The Bacon exhibition at the Museo Correr, and the Kossoff exhibition in the British Pavilion in 1995, were both curated by David Sylvester. As a result, he was strongly connected to the promotion of a group of artists widely referred to, however erroneously, as the 'School of London'. To an extent this showed Sylvester continuing to favour one (although not the only) sort of art he had admired since the 1950s: figurative painting, predominantly of the human body, combining close observation and a relish for paint as substance. However, within amongst British artists falling into this category, Sylvester's own preferences had changed over the years.
Princess Diana and Andrea Rose at the 1995 Kossoff exhibition in Venice (photo by William Feaver)

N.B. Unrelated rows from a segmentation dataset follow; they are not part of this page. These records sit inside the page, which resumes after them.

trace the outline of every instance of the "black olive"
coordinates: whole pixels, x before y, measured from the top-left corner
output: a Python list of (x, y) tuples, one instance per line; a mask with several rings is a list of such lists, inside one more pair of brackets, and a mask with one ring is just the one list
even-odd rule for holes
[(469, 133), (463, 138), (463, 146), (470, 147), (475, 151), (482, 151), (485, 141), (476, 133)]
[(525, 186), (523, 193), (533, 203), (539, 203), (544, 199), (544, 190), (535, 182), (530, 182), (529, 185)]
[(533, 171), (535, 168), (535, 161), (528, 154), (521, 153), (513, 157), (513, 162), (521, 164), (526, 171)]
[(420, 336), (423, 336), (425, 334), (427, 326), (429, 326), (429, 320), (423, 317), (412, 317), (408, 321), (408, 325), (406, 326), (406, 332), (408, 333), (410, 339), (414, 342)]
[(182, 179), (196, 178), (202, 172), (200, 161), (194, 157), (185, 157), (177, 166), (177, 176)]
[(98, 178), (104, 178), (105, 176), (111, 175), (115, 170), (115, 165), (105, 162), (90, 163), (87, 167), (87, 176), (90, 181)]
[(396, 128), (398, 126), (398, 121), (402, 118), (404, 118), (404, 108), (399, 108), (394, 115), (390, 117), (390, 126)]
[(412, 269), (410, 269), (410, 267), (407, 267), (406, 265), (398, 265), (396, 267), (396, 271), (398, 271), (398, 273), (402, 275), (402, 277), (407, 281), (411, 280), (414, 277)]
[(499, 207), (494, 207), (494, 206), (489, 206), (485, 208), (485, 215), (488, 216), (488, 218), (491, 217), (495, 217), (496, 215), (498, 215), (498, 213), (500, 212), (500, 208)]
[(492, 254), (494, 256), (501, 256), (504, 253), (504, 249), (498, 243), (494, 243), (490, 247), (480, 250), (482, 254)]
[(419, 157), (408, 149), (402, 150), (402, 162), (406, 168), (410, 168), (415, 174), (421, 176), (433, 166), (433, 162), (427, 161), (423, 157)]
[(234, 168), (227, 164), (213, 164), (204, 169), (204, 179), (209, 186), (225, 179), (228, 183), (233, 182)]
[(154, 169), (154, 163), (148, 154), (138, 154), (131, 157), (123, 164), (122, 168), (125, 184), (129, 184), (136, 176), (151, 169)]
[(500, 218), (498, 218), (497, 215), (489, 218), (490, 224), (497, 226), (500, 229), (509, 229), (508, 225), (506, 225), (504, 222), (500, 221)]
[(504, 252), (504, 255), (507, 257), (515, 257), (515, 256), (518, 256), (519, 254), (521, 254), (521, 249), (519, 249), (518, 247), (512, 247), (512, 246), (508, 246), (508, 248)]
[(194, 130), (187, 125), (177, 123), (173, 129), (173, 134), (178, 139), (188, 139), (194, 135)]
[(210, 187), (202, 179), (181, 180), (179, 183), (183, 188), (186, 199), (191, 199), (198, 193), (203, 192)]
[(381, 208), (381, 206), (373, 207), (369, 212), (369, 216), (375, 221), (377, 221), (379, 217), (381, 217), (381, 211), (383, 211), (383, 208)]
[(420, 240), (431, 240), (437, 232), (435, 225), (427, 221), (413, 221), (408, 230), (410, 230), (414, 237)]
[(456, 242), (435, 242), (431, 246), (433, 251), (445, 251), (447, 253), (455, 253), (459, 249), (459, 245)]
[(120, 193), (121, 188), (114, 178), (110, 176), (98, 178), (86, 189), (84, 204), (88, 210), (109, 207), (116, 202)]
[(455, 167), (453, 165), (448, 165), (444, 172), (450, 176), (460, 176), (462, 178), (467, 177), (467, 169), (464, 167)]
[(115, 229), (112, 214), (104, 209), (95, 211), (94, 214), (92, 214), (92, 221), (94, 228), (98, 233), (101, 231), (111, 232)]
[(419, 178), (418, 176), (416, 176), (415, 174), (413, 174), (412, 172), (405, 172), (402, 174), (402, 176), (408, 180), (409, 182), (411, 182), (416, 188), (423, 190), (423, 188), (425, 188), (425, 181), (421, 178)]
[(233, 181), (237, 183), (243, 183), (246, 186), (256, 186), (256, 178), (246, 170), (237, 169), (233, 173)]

In his essay for the 1995 Kossoff catalogue, Sylvester makes (perhaps too) clear that he considered Kossoff to be directly descended from Constable, as he did another English artist who he sometimes claimed to be the greatest of his generation, Malcolm Morley. The excellent series of responses to the proposition 'There's No Such Thing as British Art' in volume one of the Paul Mellon Centre's British Art Studies reminded me of Sylvester, not least because Martin Hammer, in his statement, quotes him on Sickert: "The tragic flaw in English painting is compromise, unwillingness to be committed to a point of view, a desire to have the best of two or more worlds (especially, in our time, a present and a past world)." Sylvester's sense of British art, or at least the best British art, seems to have involved the attributes found in the artists mentioned above, and I think this is why he was so keen on making this connection between Constable and Kossoff.

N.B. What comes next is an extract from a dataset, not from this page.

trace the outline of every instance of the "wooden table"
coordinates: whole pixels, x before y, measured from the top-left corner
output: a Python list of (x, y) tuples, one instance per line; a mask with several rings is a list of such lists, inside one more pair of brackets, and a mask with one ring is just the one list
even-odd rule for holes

This is all pretty well known and I'm always keen to draw attention to the less familiar aspects of Sylvester's work, but it's striking how neatly the group of essays about British artists he chose to reprint in his selected essays, About Modern Art, fit together. In the final edition 22 out of 77 essays are about British artists, of which only five are about abstract art, and only one on a British abstract painter (Bridget Riley). Given how wonderfully Sylvester wrote about artists such as (abstract) Pasmore, it's hard not to see this presentation as a streamlining of the British tradition. One of my favourite unpublished Sylvester statements, in fact, is a wonderful defence of Marcus Harvey's Myra at the time of the Sensation exhibition, which demonstrates his conviction in its power and importance not only as an image but as a painting.

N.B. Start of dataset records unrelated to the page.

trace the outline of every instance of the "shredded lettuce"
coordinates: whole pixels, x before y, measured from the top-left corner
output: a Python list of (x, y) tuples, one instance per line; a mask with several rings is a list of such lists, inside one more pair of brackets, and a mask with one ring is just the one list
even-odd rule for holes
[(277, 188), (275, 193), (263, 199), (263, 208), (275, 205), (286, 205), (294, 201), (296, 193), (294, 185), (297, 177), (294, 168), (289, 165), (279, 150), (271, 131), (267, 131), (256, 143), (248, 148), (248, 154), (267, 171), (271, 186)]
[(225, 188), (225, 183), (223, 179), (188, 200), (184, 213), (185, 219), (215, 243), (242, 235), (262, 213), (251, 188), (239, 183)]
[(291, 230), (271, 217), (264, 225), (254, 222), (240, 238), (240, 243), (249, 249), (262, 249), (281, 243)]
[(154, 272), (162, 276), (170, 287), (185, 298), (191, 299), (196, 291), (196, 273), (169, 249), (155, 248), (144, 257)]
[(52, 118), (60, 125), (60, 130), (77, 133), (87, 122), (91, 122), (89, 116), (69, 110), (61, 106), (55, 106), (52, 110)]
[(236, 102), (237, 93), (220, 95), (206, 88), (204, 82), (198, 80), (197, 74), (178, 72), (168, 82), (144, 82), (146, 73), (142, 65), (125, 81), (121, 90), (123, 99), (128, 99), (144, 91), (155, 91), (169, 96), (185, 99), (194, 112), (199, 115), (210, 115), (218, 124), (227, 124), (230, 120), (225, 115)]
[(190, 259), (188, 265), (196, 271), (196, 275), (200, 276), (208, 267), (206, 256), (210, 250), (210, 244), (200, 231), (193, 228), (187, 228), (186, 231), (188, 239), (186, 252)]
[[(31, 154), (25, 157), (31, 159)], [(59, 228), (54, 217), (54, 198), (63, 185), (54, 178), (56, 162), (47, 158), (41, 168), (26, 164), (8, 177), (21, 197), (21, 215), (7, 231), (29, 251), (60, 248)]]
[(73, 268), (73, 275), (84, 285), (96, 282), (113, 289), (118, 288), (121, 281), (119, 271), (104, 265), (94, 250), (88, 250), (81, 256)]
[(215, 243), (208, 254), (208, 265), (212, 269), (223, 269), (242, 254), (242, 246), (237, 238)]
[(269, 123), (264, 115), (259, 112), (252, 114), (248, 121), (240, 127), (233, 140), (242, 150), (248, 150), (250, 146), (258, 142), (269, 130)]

What I mean to say, simply, is that in reflecting on Sylvester and British figurative art in the 1990s, it's important to remember there was a lot more going on than the succession of Bacon exhibitions he curated. He paid close attention to the work of younger artists, sometimes in texts which haven't been reprinted and sometimes in personal correspondence and other unpublished writings, but it all adds up to a strong sense of an ongoing tradition.